— Здорово, Цинга.
— Привет, — как ни в чем не бывало тянет руку.
Может, он и не знает ничего. А возможно, получил какой-нибудь особый инструктаж на мой счет.
— Слышь, Цинга, организуй-ка мне встречу со Щавелем.
— Опять?
— Да, опять.
— Когда?
— Сейчас.
— Как понять — сейчас. Что я тебе его, рожу?
— Нет, не родишь. Но позвонишь и позовешь сюда. Скажешь, что дело срочное, а разговор — не телефонный.
— Мне щас некогда. И радиотелефона у меня нету.
— Я дам тебе жетон: дойдешь до автомата.
— Не дойду.
— Дойдешь. Еще как дойдешь.
— Ты чо, напрягаешь меня, что ли, — никак я не врублюсь.
— Напрягаю.
— Лучше не надо. А то потом жалеть придется.
— Не придется. Короче, Цинга, пока ты не выдернешь сюда Щавеля, работать ты не будешь. Я тебе не дам.
— За базар отвечаешь?
— Отвечаю.
— Ну и как же ты мне работать не дашь? На одних понтах?
— Не на одних. Не дам — и все.
— На понтах, значит. Так я щас пацанов позову. Для такой темы у меня свой жетон есть. Пацаны приедут — разведут. Ты, кстати, еще не разбашлялся за прошлый раз. Заодно и на счетчик поставят.
— Не поставят. Слушай меня внимательно. Сейчас я позвоню в РУОП — по телефону доверия. Знаешь такой? И приедут к тебе клиенты — товара на всех не хватит. Да они тебя и сами отоварят. Ты ж знаешь — мало не покажется. Ну, что теперь скажешь? Свинтишь? Точку сменишь? Но я тебя везде найду. Добрые люди, если что, подскажут. Короче, Цинга, тебе остается всего два варианта: или выдернуть сюда Щавеля, или искать другую работу.
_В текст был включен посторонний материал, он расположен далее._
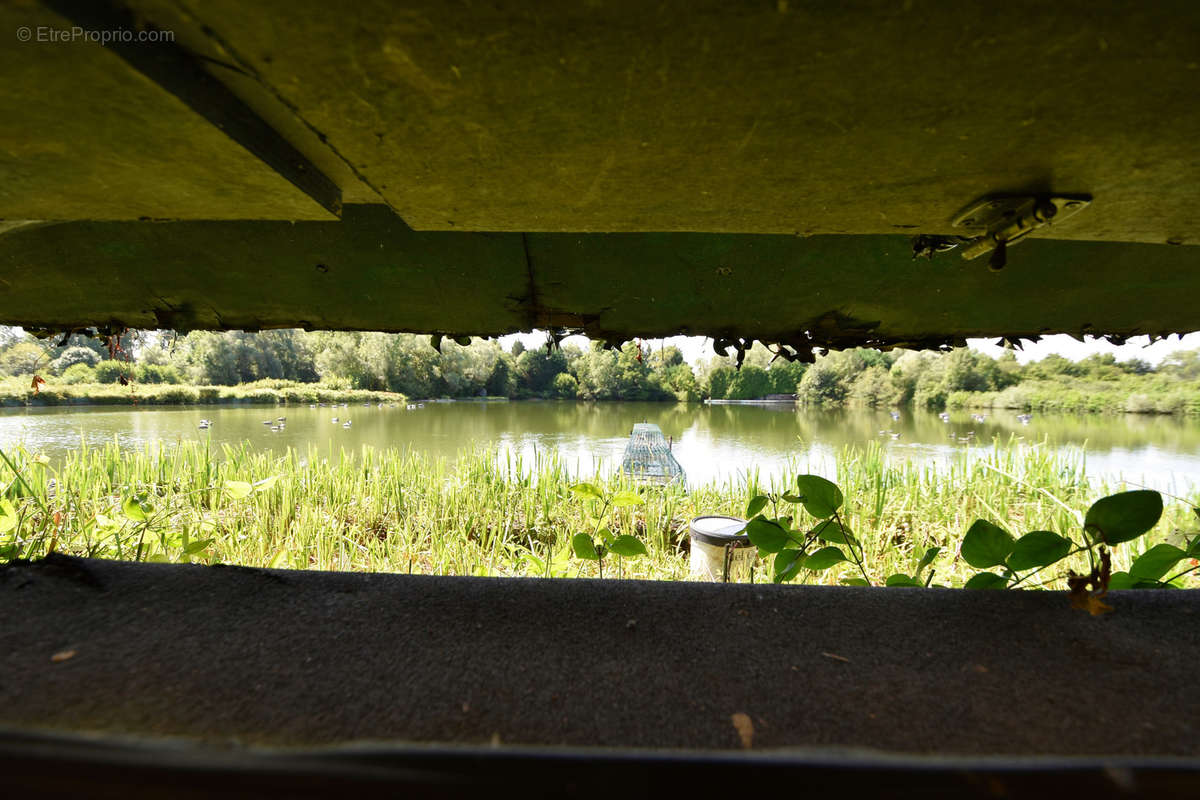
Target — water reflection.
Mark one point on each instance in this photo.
(719, 443)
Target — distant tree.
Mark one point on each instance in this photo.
(1183, 365)
(73, 355)
(111, 371)
(719, 380)
(502, 383)
(749, 383)
(23, 359)
(78, 373)
(910, 370)
(821, 385)
(681, 382)
(564, 386)
(1053, 366)
(535, 370)
(874, 388)
(1137, 367)
(785, 377)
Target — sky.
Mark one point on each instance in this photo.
(697, 348)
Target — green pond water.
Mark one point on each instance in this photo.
(717, 443)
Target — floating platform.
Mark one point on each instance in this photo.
(648, 456)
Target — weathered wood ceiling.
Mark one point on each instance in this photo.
(622, 168)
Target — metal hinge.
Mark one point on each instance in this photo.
(1005, 221)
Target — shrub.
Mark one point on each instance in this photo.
(1139, 404)
(78, 373)
(72, 356)
(156, 373)
(564, 386)
(109, 372)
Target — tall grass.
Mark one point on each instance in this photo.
(396, 511)
(17, 391)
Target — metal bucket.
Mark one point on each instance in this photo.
(720, 549)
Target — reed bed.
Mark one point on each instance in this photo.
(396, 511)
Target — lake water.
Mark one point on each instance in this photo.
(715, 443)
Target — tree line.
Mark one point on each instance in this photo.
(412, 365)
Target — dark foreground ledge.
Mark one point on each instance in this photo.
(511, 669)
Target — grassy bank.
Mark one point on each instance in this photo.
(17, 391)
(1141, 396)
(396, 512)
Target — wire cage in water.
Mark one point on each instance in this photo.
(648, 456)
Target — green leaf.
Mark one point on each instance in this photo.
(1121, 517)
(823, 559)
(625, 498)
(767, 535)
(267, 482)
(987, 581)
(756, 505)
(628, 546)
(587, 491)
(1194, 548)
(829, 531)
(1155, 563)
(822, 498)
(1120, 581)
(925, 560)
(787, 564)
(133, 510)
(585, 547)
(238, 489)
(985, 545)
(1038, 548)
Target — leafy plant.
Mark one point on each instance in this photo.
(1110, 521)
(601, 541)
(793, 548)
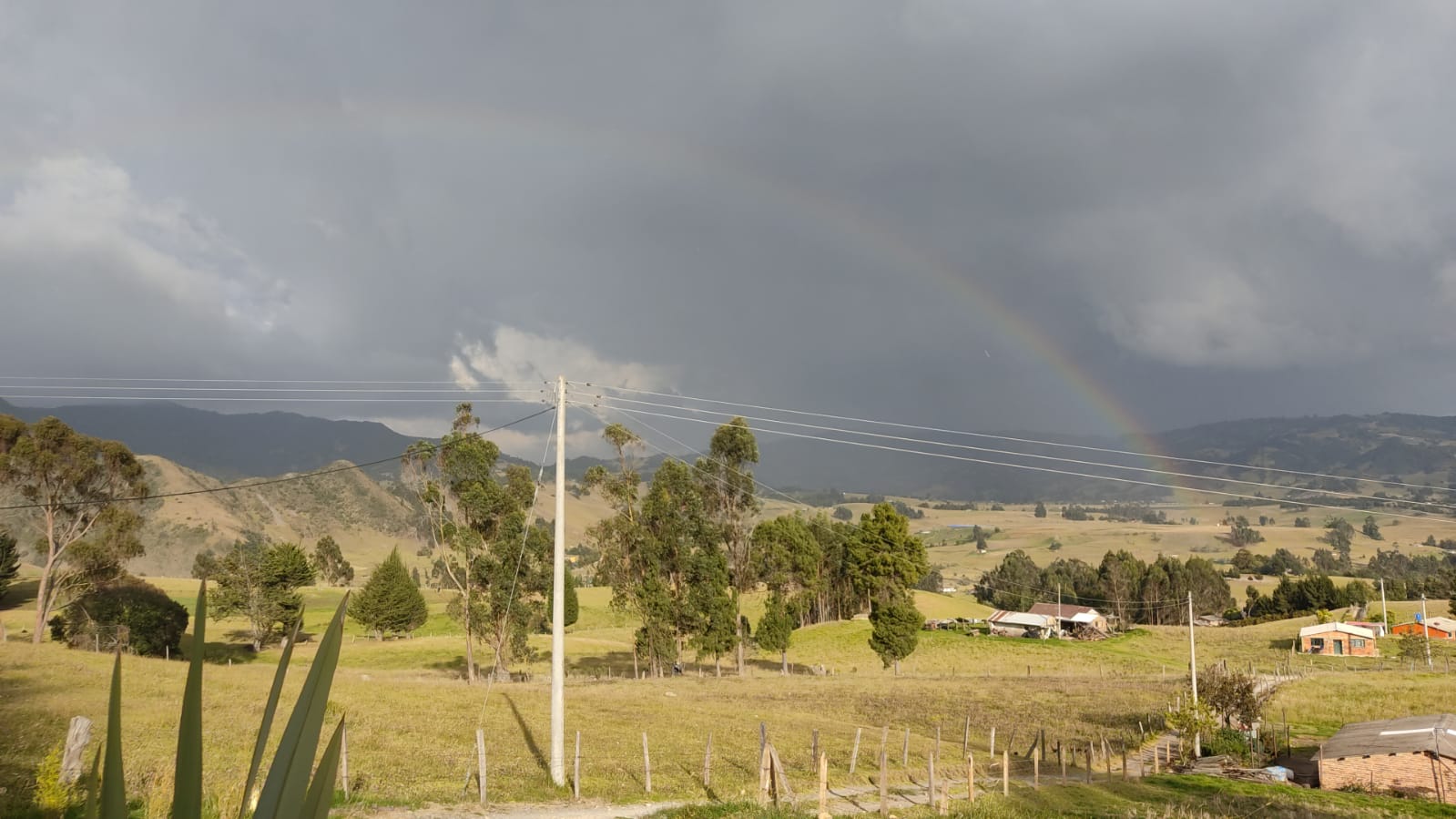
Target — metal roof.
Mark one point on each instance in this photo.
(1021, 619)
(1409, 735)
(1341, 627)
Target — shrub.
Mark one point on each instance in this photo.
(143, 617)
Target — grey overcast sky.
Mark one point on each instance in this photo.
(983, 214)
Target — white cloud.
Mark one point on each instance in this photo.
(70, 213)
(514, 356)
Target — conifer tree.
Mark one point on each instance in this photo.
(328, 561)
(389, 602)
Обрисованная перспектива безработицы оказывает на Цингу должное впечатление: глазки его, застывшие в ужасе при моих словах, забегали, едва их владелец осознал, что слова эти — всего лишь угроза, и трагического исхода можно избежать, если принять выдвинутые условия. Нервно сглотнув, Цинга вежливо — спеси как не бывало — спрашивает:
— Ты чо со Щавелем-то, побакланить хочешь?
— Доставай, Цинга, жетон, иди звони Щавелю, скажи, что, если до двенадцати его не будет — я начинаю действовать. Давай шевелись. Клиенты ждут, и мне некогда.
Щавель подъезжает в половине двенадцатого. Идет от машины — вразвалочку, руки в карманах — словно не для серьезного разговора приехал, а так, прогуляться. Ничего: раз приехал, значит, в штаны уже подналожил малость. Был бы по-настоящему крутым или в завязке с РУОПом, пропустил бы мои угрозы мимо ушей. А может, он проучить меня явился, чтобы не пугал зря серьезных людей? Хрен ее разберет, душу бандита, — если она у него имеется. Но в любом случае следует помнить о нервах — не расслаблять их, держаться спокойно, уверенно, достойно. Щавель должен понять, что я не боюсь его… Но почему же он, сволочь, глядя на меня, ухмыляется?